Our hero acquired his ‘usual literary signature’ around 1901, while serving as one of the editors of the underground newspaper Iskra, when he began to sign his published work as ‘N. Lenin’. Why ‘Lenin’? We have already seen a certain fondness for pseudonyms ending in ‘-in’. But ‘Lenin’ seems to have been the name of an actual person whose passport helped our man leave Russia in 1900. This passport was made available to Lenin, at second or third hand, as a family favour; in the end, he did not have to use it.
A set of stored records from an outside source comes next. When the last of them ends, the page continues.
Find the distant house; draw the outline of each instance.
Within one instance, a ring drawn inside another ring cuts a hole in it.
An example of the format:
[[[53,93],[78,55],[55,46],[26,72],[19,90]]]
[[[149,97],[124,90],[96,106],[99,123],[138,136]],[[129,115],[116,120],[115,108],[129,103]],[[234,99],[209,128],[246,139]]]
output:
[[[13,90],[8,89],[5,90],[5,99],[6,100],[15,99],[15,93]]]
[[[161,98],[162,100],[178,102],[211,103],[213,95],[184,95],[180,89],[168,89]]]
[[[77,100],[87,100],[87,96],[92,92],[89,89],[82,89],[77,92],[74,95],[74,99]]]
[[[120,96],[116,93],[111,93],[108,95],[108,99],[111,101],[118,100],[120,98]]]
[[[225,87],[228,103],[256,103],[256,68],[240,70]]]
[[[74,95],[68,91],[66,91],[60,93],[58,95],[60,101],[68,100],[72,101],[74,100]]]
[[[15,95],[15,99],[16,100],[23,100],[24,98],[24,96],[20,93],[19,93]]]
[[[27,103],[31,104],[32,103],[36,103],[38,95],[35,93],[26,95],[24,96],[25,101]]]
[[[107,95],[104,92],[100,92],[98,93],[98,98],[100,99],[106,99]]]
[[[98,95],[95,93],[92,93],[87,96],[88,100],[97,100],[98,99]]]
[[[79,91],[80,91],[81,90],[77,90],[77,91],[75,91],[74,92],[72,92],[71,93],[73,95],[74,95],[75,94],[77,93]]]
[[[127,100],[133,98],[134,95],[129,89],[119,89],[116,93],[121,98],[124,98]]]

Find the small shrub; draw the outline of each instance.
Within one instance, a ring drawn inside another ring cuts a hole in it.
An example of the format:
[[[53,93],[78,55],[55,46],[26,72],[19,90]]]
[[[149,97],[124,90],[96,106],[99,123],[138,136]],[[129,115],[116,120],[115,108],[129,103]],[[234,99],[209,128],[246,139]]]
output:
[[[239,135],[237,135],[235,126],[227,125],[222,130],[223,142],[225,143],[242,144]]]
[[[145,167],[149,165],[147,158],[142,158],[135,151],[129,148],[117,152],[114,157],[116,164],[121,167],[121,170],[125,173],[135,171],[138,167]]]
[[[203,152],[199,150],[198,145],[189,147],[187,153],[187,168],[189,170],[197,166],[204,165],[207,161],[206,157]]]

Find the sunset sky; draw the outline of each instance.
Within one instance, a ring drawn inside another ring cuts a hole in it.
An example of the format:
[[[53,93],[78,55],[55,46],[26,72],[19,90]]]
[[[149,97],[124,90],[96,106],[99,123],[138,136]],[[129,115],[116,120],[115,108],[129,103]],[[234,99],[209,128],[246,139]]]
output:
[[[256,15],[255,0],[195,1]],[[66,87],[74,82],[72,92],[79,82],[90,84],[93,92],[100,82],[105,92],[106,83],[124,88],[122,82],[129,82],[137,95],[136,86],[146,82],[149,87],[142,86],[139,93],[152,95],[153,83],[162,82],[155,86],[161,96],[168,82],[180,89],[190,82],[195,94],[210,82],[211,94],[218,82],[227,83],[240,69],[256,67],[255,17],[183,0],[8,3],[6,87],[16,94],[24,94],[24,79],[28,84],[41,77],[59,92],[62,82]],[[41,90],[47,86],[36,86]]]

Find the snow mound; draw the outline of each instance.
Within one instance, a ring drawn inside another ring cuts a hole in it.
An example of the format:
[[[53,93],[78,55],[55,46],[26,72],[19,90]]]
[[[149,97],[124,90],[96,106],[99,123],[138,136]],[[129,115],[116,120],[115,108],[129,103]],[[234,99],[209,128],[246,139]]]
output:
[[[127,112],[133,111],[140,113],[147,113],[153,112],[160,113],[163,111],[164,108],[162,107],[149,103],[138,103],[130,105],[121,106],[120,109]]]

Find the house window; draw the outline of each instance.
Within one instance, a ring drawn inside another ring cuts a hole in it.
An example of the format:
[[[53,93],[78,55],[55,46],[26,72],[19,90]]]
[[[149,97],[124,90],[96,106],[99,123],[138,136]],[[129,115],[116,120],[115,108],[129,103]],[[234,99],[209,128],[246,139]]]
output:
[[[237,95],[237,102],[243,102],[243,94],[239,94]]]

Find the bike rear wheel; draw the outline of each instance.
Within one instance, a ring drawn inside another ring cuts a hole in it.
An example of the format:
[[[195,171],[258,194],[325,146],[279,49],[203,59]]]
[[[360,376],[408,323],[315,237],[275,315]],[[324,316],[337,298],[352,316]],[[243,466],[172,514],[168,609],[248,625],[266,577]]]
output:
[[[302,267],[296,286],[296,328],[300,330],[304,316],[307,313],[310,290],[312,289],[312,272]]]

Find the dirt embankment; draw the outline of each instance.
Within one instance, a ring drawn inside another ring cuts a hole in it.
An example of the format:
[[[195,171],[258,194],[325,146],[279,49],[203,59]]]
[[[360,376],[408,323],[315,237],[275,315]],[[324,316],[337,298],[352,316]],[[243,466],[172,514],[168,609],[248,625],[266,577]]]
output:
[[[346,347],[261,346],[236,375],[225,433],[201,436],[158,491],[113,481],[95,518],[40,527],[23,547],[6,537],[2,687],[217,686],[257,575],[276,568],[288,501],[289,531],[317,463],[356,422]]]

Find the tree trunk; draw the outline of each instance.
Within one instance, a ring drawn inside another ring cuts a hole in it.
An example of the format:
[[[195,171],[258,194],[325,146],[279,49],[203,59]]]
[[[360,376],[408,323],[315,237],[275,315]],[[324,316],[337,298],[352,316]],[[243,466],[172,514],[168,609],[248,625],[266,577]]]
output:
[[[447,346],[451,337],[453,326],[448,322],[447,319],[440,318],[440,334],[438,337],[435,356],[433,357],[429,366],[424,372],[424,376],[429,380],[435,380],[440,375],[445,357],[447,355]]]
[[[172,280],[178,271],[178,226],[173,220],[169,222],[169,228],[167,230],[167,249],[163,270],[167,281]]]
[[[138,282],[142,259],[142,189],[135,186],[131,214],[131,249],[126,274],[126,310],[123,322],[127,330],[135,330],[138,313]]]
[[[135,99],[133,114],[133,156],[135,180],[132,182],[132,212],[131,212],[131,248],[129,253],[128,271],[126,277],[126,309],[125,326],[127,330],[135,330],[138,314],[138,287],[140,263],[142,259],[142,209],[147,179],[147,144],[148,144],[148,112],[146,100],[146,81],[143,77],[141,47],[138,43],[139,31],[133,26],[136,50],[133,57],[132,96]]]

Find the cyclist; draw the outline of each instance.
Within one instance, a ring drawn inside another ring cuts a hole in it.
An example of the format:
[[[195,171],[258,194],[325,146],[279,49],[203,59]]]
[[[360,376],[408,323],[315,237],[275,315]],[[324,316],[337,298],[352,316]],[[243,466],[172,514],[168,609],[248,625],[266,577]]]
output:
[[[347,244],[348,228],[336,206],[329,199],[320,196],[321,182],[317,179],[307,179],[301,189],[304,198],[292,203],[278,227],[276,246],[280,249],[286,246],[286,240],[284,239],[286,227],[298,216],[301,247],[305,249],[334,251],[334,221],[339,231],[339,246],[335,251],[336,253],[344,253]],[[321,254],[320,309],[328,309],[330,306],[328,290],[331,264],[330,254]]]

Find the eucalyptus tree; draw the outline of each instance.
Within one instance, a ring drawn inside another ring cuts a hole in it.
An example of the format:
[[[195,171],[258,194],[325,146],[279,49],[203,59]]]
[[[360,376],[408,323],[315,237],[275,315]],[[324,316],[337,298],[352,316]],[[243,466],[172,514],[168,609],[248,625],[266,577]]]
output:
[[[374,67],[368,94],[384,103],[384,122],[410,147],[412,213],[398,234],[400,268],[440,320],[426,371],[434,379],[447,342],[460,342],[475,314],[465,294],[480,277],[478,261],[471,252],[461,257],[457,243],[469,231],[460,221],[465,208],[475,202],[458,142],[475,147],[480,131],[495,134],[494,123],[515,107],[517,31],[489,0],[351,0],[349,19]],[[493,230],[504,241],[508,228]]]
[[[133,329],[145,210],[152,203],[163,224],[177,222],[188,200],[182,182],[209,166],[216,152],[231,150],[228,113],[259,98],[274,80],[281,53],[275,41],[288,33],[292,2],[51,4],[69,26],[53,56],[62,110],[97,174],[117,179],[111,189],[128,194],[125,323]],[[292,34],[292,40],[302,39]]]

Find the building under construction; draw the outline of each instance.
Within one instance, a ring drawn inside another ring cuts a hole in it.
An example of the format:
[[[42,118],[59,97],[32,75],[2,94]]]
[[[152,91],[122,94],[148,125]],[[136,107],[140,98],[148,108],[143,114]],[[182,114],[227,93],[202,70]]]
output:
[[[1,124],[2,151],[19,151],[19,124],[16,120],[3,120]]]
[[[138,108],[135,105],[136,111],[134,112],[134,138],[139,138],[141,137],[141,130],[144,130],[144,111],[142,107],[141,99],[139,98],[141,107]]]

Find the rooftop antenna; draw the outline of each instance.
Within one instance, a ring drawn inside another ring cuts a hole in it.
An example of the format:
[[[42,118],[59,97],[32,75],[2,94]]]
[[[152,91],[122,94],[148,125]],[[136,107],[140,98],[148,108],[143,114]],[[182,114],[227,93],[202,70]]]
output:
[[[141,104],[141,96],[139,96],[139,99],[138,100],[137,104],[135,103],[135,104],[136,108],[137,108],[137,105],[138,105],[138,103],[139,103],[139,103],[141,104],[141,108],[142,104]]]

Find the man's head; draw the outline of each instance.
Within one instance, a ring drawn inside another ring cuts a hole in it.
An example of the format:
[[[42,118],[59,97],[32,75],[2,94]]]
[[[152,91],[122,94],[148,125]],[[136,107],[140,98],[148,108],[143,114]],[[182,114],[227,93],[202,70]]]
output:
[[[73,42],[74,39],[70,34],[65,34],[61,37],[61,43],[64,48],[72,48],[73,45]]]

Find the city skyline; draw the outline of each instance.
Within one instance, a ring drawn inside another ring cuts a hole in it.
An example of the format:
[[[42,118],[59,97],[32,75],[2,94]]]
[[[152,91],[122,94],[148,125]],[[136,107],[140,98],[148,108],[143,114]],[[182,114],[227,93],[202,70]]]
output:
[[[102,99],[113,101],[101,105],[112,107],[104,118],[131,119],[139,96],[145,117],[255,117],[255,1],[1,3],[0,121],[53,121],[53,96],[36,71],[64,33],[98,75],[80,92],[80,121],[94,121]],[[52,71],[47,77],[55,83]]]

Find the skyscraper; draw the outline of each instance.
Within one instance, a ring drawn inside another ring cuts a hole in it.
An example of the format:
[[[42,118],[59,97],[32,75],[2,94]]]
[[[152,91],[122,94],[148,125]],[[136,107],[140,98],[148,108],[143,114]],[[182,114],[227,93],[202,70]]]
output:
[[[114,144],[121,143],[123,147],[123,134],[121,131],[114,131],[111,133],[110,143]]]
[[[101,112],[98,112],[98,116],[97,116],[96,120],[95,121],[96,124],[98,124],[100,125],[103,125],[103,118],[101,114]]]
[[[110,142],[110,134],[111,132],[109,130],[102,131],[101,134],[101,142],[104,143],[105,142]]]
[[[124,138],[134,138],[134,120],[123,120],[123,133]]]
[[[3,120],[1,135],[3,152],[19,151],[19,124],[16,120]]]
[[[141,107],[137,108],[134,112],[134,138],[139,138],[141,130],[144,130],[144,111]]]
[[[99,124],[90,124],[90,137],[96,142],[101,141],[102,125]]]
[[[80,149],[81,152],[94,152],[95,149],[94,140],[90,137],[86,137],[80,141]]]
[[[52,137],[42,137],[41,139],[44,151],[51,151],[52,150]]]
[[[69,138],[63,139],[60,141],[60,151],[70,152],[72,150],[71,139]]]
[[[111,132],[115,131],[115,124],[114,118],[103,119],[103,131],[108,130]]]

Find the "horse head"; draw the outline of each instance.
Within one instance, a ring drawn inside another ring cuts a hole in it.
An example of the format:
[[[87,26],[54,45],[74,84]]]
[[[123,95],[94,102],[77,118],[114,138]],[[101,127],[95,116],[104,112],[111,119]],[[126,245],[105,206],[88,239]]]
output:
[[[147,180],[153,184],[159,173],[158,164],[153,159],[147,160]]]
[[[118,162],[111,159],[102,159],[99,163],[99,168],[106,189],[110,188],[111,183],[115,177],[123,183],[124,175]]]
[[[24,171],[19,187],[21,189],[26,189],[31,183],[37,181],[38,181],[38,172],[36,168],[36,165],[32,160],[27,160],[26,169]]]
‘N. Lenin’, not ‘V.I. Lenin’. His published works, right to the end, have ‘N. Lenin’ on the title page. What does the ‘N’ stand for? Nothing. Revolutionary pseudonyms very often included meaningless initials. But when N. Lenin became world famous, the idea got about that N stood for Nikolai – an evocative name indeed , combining Nikolai the Last (the tsar replaced by Lenin) , Niccolò Machiavelli and Old Nick. In 1919 one of the first more-or-less accurate biographical sketches in English proclaimed its subject to be Nikolai Lenin. President Ronald Reagan was still talking about Nikolai Lenin in the 1980s – and perhaps this name is just as legitimate historically as ‘V.I. Lenin’.

In any event, Lenin never used ‘Vladimir Ilich Lenin’ as a signature. Most of his letters are simply signed ‘Yours, Lenin’ or the like. Certainly Lenin did not bother to hide his real name. In a 1908 letter to Maxim Gorky signed ‘Yours, N. Lenin,’ he gives his Geneva address: ‘Mr. Wl. Oulianoff. 17. Rue des deux Ponts. 17 (chez Küpfer)’. Only in letters to his family and to Inessa Armand does he usually forego his usual literary signature and sign off as V.U. or V.I.

After 1917, when signing official documents in his capacity of Chair of the Council of People’s Commissars, Lenin evidently felt that his family name was necessary, and so his official signature on government decrees was ‘Vl. Ulianov (Lenin)’. Other revolutionaries whose underground klichki (pseudonyms) became famous did not retain their family name in this manner – certainly not J. V. Stalin (born Dzhugashvili).

It seems that our subject, for reasons both personal and official, fought to maintain a distinction between Vladimir Ilich the person and Lenin the political institution.

The quote is from Lars Lih’s Lenin, a short and sympathetic intellectual biography. I also note that Sean McMeekin’s nice piece “Was Lenin A German Agent?” refers to him correctly, as Vladimir Ulyanov alias Lenin.